🤖 MCP Dataset Onboarding Server
A FastAPI-based MCP (Model-Compatible Protocol) server for automating dataset onboarding using Google Drive as both input source and mock catalog.
🔒 SECURITY FIRST - READ THIS BEFORE SETUP
⚠️ This repository contains template files only. You MUST configure your own credentials before use.

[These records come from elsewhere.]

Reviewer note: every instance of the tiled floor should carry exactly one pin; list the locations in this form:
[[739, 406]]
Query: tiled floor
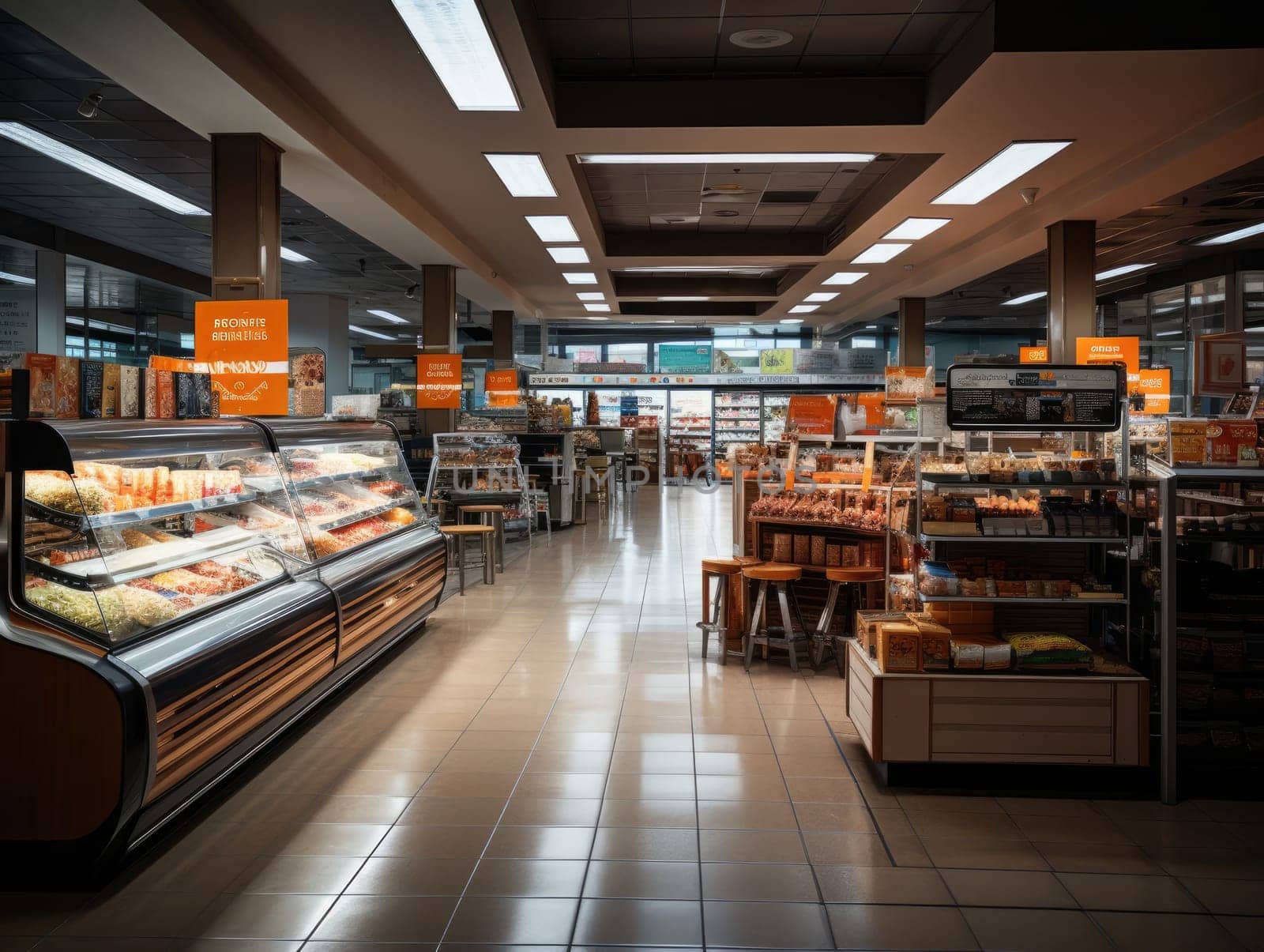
[[553, 765]]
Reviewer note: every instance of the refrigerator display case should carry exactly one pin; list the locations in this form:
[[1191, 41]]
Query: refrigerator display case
[[179, 593]]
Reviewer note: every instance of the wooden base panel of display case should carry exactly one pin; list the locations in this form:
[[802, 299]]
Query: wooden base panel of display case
[[996, 718]]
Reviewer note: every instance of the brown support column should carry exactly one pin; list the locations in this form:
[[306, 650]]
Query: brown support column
[[1072, 288], [502, 338], [246, 218], [438, 334], [912, 343]]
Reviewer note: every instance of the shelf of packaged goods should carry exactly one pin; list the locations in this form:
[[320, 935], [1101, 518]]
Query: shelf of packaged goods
[[84, 524], [807, 524], [941, 484], [358, 516], [105, 578], [1024, 600], [1084, 540]]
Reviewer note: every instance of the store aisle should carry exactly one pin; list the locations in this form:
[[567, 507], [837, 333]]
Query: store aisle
[[553, 765]]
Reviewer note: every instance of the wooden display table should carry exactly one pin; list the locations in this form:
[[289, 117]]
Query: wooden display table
[[998, 718]]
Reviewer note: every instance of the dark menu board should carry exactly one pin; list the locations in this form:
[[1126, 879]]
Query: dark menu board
[[1009, 397]]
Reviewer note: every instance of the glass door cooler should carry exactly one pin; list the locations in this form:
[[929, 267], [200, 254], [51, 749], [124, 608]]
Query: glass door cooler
[[179, 593]]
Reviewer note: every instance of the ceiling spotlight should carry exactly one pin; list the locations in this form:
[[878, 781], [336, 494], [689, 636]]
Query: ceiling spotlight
[[1015, 160], [880, 253], [92, 103], [845, 277], [913, 229]]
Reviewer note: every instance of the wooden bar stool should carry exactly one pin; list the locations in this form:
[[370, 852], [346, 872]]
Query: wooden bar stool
[[457, 536], [821, 638], [492, 516], [724, 570], [779, 575]]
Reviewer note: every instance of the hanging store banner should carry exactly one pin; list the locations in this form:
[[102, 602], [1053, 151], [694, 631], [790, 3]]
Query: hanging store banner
[[244, 345], [1055, 397], [439, 381], [1154, 389], [1105, 351], [777, 360], [812, 414], [684, 358], [502, 389]]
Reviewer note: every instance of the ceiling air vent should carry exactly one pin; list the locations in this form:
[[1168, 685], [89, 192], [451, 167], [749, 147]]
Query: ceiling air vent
[[790, 198]]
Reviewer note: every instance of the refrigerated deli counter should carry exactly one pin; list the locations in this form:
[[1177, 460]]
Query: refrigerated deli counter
[[179, 593]]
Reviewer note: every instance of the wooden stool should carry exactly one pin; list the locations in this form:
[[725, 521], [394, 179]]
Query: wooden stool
[[821, 638], [722, 570], [492, 516], [779, 575], [457, 536]]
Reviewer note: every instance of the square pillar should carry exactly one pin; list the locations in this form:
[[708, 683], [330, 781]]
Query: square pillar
[[1072, 288], [438, 334], [912, 341], [246, 218]]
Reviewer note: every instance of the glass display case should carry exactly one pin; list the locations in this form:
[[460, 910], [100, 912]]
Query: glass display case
[[181, 592]]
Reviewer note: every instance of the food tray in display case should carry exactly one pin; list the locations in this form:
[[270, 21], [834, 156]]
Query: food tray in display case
[[180, 592]]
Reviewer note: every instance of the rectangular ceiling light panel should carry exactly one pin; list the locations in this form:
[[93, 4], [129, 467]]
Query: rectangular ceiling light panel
[[568, 256], [880, 253], [454, 38], [707, 158], [60, 152], [913, 229], [553, 228], [1015, 160], [845, 277], [522, 174]]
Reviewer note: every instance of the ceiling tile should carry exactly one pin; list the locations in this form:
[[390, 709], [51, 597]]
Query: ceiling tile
[[853, 36], [675, 37], [589, 40]]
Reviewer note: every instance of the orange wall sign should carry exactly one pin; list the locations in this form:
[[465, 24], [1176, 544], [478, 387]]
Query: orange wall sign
[[1105, 351], [502, 389], [246, 348], [1156, 387], [439, 381], [812, 414]]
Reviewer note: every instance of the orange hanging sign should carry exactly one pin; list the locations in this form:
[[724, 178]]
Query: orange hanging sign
[[1109, 351], [244, 345], [501, 389], [812, 414], [439, 381], [1156, 387]]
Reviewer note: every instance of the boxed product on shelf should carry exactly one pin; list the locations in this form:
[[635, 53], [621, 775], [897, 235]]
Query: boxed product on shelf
[[899, 648]]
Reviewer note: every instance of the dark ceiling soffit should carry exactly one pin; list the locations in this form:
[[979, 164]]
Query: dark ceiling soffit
[[58, 239], [694, 309], [739, 101], [1091, 25], [693, 284], [709, 244], [904, 171]]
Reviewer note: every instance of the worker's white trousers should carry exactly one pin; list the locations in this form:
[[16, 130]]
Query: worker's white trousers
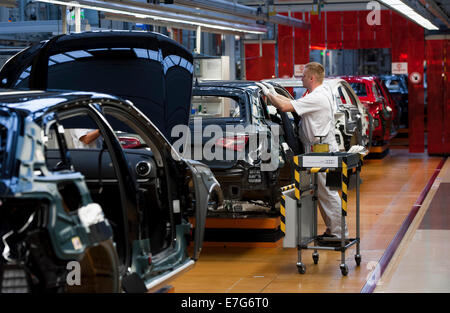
[[330, 207]]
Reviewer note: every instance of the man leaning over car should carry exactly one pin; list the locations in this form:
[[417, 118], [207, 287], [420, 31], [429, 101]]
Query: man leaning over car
[[317, 121]]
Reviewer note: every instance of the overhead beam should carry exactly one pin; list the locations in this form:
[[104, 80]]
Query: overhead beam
[[436, 11], [243, 11], [160, 16], [185, 10]]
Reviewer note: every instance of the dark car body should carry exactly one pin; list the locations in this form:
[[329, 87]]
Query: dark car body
[[371, 94], [243, 177], [41, 209], [398, 88], [155, 188]]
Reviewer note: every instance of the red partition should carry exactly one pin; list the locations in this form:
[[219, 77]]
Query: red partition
[[334, 30], [399, 38], [317, 32], [285, 50], [416, 58], [446, 102], [383, 31], [301, 42], [366, 32], [350, 29], [256, 67], [438, 100]]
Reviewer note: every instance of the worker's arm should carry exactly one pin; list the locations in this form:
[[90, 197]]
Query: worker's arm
[[90, 137], [282, 103]]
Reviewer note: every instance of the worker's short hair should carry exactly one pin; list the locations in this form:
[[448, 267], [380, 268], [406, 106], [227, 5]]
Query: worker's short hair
[[317, 70]]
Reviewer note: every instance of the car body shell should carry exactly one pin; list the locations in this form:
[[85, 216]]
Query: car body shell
[[398, 88], [157, 111], [352, 121], [234, 174], [371, 94]]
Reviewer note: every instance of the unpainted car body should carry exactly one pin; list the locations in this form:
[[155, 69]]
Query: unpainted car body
[[242, 177], [372, 95], [43, 211], [152, 232], [353, 123], [398, 88]]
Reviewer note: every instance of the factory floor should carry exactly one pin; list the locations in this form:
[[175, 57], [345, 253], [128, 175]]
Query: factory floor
[[404, 241]]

📖 Read SECURITY_SETUP.md for complete security instructions.
🚨 Never commit service account keys or real folder IDs to version control!
Features
- Automated Dataset Processing: Complete workflow from raw CSV/Excel files to cataloged datasets
- Google Drive Integration: Uses Google Drive folders as input source and catalog storage
- Metadata Extraction: Automatically extracts column information, data types, and basic statistics
- Data Quality Rules: Suggests DQ rules based on data characteristics
- Contract Generation: Creates Excel contracts with schema and DQ information
- Mock Catalog: Publishes processed artifacts to a catalog folder
- 🤖 Automated Processing: Watches folders and processes files automatically
- 🌐 Multiple Interfaces: FastAPI server, MCP server, CLI tools, and dashboards
Project Structure
├── main.py # FastAPI server and endpoints
├── mcp_server.py # True MCP protocol server for LLM integration
├── utils.py # Google Drive helpers and DQ functions
├── dataset_processor.py # Centralized dataset processing logic
├── auto_processor.py # 🤖 Automated file monitoring
├── start_auto_processor.py # 🚀 Easy startup for auto-processor
├── processor_dashboard.py # 📊 Monitoring dashboard
├── dataset_manager.py # CLI tool for managing datasets
├── local_test.py # Local processing script
├── auto_config.py # ⚙️ Configuration management
├── requirements.txt # Python dependencies
├── Dockerfile # Container configuration
├── .env.template # Environment variables template
├── .gitignore # Security: excludes sensitive files
├── SECURITY_SETUP.md # 🔒 Security configuration guide
├── processed_datasets/ # Organized output folder
│ └── [dataset_name]/ # Individual dataset folders
│ ├── [dataset].csv # Original dataset
│ ├── [dataset]_metadata.json
│ ├── [dataset]_contract.xlsx
│ ├── [dataset]_dq_report.json
│ └── README.md # Dataset summary
└── README.md # This file
🚀 Quick Start
1. Security Setup (REQUIRED)
# 1. Read the security guide
cat SECURITY_SETUP.md
# 2. Set up your Google service account (outside this repo)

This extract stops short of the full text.